Books and reading

The spaces between: ‘In the Margins’ by Gail Holmes

Australian writer Gail Holmes’ debut novel is inspired by a real woman who lived in seventeenth-century England, a time when bitter Civil Wars transitioned into Puritan religious and social intolerance.

Frances Wolfreston is a rector’s wife and as part of her role assisting her husband in his parish duties, the laws of the time require her to record the names of those who do not attend weekly church service. This sits uneasily with her, especially after her own mother is imprisoned for the crime of praying in the old, Catholic, manner. Frances is torn between her duty to her mother, to her husband and her young sons, to the church and the new government, and to those vulnerable souls in her community who need more care.

She is also a collector and lover of books, something her mother passed on to her, and an unusual pursuit at a time when the literacy rate amongst women was very low.

As I often do when reading a novel based on or inspired by a real person or event, I went straight to the author’s note to see which bits of the story were from the historical record. I was delighted to learn that one of the ways historians have learned about the real Frances was her habit of inscribing her name in her books. Something many of us do today without much thought, but as the author points out, a subtly powerful gesture at a time when married women had almost no property rights of their own.

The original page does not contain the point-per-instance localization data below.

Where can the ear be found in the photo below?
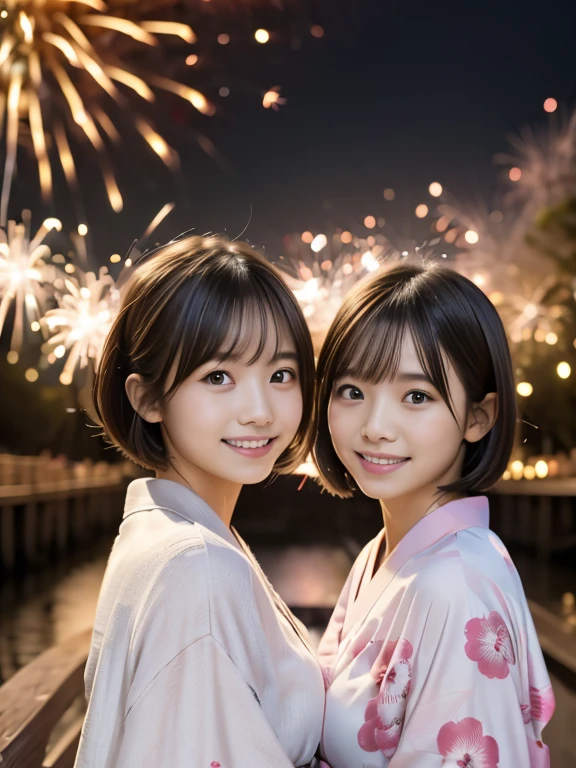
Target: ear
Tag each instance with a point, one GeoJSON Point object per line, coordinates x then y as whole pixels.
{"type": "Point", "coordinates": [136, 389]}
{"type": "Point", "coordinates": [481, 418]}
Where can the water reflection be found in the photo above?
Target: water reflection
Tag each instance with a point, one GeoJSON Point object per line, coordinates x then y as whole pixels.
{"type": "Point", "coordinates": [41, 610]}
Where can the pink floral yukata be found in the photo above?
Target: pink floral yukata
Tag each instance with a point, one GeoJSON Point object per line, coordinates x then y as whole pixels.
{"type": "Point", "coordinates": [434, 660]}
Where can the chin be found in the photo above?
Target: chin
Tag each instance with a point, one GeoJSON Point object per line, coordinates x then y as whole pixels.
{"type": "Point", "coordinates": [252, 476]}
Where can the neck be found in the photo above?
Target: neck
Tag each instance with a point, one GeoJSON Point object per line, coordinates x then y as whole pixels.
{"type": "Point", "coordinates": [401, 513]}
{"type": "Point", "coordinates": [221, 495]}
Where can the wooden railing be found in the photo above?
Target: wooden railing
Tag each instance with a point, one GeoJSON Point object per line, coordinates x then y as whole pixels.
{"type": "Point", "coordinates": [38, 729]}
{"type": "Point", "coordinates": [540, 514]}
{"type": "Point", "coordinates": [49, 505]}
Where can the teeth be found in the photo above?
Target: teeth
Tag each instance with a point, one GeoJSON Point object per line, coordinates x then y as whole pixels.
{"type": "Point", "coordinates": [248, 443]}
{"type": "Point", "coordinates": [374, 460]}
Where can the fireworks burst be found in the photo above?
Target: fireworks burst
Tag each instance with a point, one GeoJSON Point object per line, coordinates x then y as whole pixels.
{"type": "Point", "coordinates": [24, 274]}
{"type": "Point", "coordinates": [60, 70]}
{"type": "Point", "coordinates": [80, 324]}
{"type": "Point", "coordinates": [543, 166]}
{"type": "Point", "coordinates": [321, 270]}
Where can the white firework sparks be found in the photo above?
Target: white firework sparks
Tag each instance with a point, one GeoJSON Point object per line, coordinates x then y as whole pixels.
{"type": "Point", "coordinates": [78, 328]}
{"type": "Point", "coordinates": [24, 274]}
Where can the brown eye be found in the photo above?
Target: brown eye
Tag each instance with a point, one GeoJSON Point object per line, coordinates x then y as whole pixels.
{"type": "Point", "coordinates": [218, 378]}
{"type": "Point", "coordinates": [417, 397]}
{"type": "Point", "coordinates": [348, 392]}
{"type": "Point", "coordinates": [283, 376]}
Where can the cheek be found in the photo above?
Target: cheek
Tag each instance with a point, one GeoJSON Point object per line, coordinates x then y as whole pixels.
{"type": "Point", "coordinates": [289, 407]}
{"type": "Point", "coordinates": [189, 413]}
{"type": "Point", "coordinates": [341, 424]}
{"type": "Point", "coordinates": [437, 430]}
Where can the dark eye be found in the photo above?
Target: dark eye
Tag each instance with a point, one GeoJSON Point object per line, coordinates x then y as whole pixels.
{"type": "Point", "coordinates": [283, 376]}
{"type": "Point", "coordinates": [349, 392]}
{"type": "Point", "coordinates": [218, 378]}
{"type": "Point", "coordinates": [417, 397]}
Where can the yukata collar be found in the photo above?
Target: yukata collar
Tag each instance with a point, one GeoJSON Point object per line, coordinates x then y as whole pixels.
{"type": "Point", "coordinates": [149, 493]}
{"type": "Point", "coordinates": [455, 516]}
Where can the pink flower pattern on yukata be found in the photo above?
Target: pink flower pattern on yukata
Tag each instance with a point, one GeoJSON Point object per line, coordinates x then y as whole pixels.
{"type": "Point", "coordinates": [490, 645]}
{"type": "Point", "coordinates": [463, 745]}
{"type": "Point", "coordinates": [384, 715]}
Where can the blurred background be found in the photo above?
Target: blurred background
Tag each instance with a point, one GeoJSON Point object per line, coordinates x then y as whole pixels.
{"type": "Point", "coordinates": [335, 137]}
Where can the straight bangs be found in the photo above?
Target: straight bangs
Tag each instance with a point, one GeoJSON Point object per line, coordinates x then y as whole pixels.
{"type": "Point", "coordinates": [370, 349]}
{"type": "Point", "coordinates": [451, 322]}
{"type": "Point", "coordinates": [197, 299]}
{"type": "Point", "coordinates": [233, 324]}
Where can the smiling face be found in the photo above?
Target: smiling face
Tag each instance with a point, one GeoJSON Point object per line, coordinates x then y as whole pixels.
{"type": "Point", "coordinates": [398, 437]}
{"type": "Point", "coordinates": [233, 418]}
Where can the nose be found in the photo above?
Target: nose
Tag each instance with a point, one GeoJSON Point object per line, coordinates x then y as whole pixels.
{"type": "Point", "coordinates": [379, 425]}
{"type": "Point", "coordinates": [255, 406]}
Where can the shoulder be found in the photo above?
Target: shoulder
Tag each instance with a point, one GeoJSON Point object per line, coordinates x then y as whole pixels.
{"type": "Point", "coordinates": [470, 570]}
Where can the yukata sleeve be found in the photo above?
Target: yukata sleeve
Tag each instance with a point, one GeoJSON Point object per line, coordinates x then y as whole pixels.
{"type": "Point", "coordinates": [199, 712]}
{"type": "Point", "coordinates": [456, 685]}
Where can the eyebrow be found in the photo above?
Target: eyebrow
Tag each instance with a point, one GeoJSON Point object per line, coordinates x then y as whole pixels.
{"type": "Point", "coordinates": [283, 355]}
{"type": "Point", "coordinates": [408, 376]}
{"type": "Point", "coordinates": [400, 376]}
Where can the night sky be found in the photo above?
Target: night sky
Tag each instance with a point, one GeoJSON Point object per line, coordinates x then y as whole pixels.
{"type": "Point", "coordinates": [396, 94]}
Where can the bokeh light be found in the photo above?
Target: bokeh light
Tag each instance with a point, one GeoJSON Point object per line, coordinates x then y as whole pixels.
{"type": "Point", "coordinates": [421, 211]}
{"type": "Point", "coordinates": [550, 105]}
{"type": "Point", "coordinates": [319, 242]}
{"type": "Point", "coordinates": [524, 389]}
{"type": "Point", "coordinates": [262, 36]}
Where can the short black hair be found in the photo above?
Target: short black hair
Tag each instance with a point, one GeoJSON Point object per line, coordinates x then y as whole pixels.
{"type": "Point", "coordinates": [193, 300]}
{"type": "Point", "coordinates": [446, 314]}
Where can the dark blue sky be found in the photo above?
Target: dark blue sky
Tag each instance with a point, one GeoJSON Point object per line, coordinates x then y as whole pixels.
{"type": "Point", "coordinates": [397, 94]}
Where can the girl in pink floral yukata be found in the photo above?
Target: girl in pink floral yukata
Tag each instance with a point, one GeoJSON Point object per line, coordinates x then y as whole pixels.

After years of researching and writing about women in my own family history, I am very attuned to the challenges of ‘finding’ women in historical documents, confined as many were to birth, marriage, and death records, and largely absent elsewhere.

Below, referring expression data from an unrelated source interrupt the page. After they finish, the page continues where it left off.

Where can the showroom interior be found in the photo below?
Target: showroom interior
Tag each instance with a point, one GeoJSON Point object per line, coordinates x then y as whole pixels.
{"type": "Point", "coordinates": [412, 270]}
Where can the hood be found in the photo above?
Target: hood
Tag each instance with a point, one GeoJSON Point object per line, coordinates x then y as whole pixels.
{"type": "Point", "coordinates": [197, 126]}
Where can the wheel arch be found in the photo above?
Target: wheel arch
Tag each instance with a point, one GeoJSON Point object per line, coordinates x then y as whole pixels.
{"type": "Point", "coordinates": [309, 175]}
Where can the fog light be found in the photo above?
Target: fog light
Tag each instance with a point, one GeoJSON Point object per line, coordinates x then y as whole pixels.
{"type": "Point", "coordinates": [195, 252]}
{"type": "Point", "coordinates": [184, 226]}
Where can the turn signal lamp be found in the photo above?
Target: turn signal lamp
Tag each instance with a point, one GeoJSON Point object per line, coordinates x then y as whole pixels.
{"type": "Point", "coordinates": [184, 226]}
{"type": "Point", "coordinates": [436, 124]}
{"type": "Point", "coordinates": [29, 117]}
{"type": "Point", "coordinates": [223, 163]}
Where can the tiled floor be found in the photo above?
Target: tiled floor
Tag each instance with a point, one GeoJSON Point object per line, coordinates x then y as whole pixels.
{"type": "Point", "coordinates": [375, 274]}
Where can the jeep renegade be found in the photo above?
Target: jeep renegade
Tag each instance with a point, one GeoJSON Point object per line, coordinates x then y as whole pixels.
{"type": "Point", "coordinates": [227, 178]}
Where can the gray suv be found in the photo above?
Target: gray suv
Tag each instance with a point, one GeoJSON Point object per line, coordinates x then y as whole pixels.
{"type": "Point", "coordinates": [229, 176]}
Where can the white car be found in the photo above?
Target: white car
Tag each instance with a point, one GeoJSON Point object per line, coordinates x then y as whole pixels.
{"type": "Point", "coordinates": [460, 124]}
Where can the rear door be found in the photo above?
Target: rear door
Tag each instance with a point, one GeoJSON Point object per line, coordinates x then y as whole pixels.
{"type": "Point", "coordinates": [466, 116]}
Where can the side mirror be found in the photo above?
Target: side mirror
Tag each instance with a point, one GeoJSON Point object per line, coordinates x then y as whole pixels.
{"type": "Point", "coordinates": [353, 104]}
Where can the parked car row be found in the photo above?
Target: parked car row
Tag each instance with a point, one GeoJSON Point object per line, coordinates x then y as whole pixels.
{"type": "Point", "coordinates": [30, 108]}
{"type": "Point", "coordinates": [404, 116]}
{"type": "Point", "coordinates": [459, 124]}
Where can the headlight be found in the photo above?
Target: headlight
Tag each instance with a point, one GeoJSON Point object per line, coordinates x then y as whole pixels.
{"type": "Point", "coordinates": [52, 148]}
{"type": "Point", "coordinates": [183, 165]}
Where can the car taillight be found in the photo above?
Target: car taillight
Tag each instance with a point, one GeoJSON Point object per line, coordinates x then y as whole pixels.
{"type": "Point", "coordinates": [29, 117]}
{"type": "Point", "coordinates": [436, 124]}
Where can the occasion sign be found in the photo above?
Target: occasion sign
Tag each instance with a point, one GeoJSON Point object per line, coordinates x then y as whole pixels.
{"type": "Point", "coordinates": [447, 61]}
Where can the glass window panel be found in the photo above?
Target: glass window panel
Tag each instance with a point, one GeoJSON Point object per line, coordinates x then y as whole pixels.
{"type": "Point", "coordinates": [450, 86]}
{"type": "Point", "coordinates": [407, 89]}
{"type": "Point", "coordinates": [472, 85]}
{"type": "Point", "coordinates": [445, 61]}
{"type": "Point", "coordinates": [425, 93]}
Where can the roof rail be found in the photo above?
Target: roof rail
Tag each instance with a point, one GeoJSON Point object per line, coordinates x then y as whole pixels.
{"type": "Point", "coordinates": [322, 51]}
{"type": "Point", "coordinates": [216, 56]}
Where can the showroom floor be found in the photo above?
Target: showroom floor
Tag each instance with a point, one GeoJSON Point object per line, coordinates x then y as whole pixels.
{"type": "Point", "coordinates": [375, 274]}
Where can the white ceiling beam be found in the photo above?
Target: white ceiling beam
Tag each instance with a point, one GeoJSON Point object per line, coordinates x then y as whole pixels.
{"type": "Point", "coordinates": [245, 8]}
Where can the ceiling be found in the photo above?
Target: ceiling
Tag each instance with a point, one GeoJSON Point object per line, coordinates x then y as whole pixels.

So a novel woven around the life of a real woman who lived over 370 years ago about whom sparse records exist is both a stretch and an invitation – and the author has taken up the latter with enthusiasm and sensitivity.

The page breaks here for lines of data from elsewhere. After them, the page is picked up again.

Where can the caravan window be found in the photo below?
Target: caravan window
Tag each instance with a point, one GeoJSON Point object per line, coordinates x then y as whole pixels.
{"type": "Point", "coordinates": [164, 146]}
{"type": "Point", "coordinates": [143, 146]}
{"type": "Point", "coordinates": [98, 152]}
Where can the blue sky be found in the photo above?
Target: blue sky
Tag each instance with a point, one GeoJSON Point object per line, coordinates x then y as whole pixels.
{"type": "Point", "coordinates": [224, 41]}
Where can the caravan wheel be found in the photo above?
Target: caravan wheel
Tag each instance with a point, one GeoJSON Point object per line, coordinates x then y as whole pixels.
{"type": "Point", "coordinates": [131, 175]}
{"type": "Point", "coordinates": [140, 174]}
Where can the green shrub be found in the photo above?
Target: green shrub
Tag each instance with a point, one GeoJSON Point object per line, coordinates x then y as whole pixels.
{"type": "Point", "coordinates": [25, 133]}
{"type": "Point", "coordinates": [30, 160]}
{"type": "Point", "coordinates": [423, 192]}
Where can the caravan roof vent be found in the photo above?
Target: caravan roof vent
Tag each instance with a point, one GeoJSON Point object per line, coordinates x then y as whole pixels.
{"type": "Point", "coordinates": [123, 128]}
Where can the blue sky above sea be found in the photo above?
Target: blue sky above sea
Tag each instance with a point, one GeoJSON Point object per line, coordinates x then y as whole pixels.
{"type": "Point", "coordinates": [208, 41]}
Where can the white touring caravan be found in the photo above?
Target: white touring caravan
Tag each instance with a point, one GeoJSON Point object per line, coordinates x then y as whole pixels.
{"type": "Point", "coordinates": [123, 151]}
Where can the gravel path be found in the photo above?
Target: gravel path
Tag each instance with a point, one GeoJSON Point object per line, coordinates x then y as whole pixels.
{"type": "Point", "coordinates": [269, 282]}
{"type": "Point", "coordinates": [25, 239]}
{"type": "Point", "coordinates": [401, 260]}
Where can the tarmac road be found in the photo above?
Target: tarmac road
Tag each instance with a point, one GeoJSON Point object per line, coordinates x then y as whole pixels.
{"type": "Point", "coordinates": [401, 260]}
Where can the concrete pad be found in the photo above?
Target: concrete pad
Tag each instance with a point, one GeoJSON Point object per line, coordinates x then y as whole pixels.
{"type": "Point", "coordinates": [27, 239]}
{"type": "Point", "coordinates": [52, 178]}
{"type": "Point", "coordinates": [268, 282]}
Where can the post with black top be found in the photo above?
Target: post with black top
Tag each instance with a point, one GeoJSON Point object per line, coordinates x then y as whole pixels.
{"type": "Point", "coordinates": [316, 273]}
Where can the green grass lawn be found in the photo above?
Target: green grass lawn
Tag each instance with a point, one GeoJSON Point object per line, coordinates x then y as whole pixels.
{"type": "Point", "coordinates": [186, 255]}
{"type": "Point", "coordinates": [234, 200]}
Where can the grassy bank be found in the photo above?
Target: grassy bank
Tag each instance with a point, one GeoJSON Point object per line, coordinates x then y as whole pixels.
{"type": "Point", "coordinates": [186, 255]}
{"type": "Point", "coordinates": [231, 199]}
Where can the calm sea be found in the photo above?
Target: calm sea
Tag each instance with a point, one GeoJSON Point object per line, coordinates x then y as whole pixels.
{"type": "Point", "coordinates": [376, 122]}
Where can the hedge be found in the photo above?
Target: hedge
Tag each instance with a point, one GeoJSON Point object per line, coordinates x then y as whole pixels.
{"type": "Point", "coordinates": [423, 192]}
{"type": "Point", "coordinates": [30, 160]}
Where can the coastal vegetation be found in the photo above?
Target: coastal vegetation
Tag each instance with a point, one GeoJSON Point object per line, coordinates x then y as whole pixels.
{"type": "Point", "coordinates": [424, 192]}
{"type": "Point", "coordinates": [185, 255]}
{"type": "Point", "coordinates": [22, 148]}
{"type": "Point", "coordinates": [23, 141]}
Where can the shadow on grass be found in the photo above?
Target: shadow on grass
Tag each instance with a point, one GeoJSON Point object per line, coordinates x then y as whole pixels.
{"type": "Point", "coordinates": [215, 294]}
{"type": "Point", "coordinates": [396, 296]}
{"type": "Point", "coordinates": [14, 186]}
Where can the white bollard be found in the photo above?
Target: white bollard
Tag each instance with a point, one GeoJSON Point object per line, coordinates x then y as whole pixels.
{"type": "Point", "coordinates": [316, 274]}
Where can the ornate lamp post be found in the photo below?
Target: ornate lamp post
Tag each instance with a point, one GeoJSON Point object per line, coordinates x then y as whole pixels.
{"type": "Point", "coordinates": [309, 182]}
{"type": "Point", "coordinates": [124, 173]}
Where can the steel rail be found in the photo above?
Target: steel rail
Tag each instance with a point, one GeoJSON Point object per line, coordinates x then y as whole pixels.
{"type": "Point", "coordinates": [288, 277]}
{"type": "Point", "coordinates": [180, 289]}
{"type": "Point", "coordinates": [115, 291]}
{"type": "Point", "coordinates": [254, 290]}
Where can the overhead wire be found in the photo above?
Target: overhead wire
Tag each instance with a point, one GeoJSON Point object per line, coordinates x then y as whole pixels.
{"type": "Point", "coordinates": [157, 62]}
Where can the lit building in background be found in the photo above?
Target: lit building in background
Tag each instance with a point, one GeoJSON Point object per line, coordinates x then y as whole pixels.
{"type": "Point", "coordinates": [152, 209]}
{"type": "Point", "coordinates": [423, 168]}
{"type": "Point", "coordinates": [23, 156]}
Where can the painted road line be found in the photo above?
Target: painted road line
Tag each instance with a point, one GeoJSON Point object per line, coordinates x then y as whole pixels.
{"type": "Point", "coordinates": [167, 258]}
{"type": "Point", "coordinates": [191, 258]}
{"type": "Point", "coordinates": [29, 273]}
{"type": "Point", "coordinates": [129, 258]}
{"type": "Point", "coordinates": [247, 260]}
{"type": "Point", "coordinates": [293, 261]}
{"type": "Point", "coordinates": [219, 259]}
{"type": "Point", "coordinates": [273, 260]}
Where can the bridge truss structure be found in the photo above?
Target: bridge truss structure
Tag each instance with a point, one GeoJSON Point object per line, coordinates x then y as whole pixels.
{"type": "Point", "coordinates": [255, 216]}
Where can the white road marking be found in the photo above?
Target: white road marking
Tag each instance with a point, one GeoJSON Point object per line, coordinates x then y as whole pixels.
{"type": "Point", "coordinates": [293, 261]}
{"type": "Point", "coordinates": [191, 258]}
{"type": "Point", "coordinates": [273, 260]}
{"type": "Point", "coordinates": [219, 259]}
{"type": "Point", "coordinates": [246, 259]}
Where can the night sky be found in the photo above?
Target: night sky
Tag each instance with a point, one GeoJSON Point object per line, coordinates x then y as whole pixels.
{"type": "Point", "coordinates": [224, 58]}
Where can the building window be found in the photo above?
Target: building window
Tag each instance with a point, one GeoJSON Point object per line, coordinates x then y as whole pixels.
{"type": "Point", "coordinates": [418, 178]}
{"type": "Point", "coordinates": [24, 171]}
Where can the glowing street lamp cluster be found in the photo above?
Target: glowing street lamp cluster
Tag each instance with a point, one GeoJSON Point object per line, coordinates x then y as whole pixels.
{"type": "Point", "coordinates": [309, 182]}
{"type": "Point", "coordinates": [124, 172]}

This is a story about the tragedy of intolerance in all its guises (and let’s not kid outselves it went out with the Puritans). It’s also about the oppression of women in small ways and large – it touches chillingly on the witch trials of the seventeenth century – and the persecution of anyone deemed ‘different’.

But it’s also about the small acts of kindness and even of defiance that can glue families and communities together: the seemingly insignificant things done or words spoken, often by women and sometimes by men, too, that can make a difference in one life or many.

‘We are like the spaces between the words of a book. The words are what people see, what they argue over, fight wars over, swoon over, collect. Yet without the spaces between, there is nothing at all. We are the spaces, Mrs Edwards.’
‘Yet you want to teach all these common children to read those very words.’
‘If you can read the words, you can begin to see the spaces.’
In the Margins pp 273-274

In the Margins was published by Ultimo Press in 2024.
My thanks to the author for a copy to review.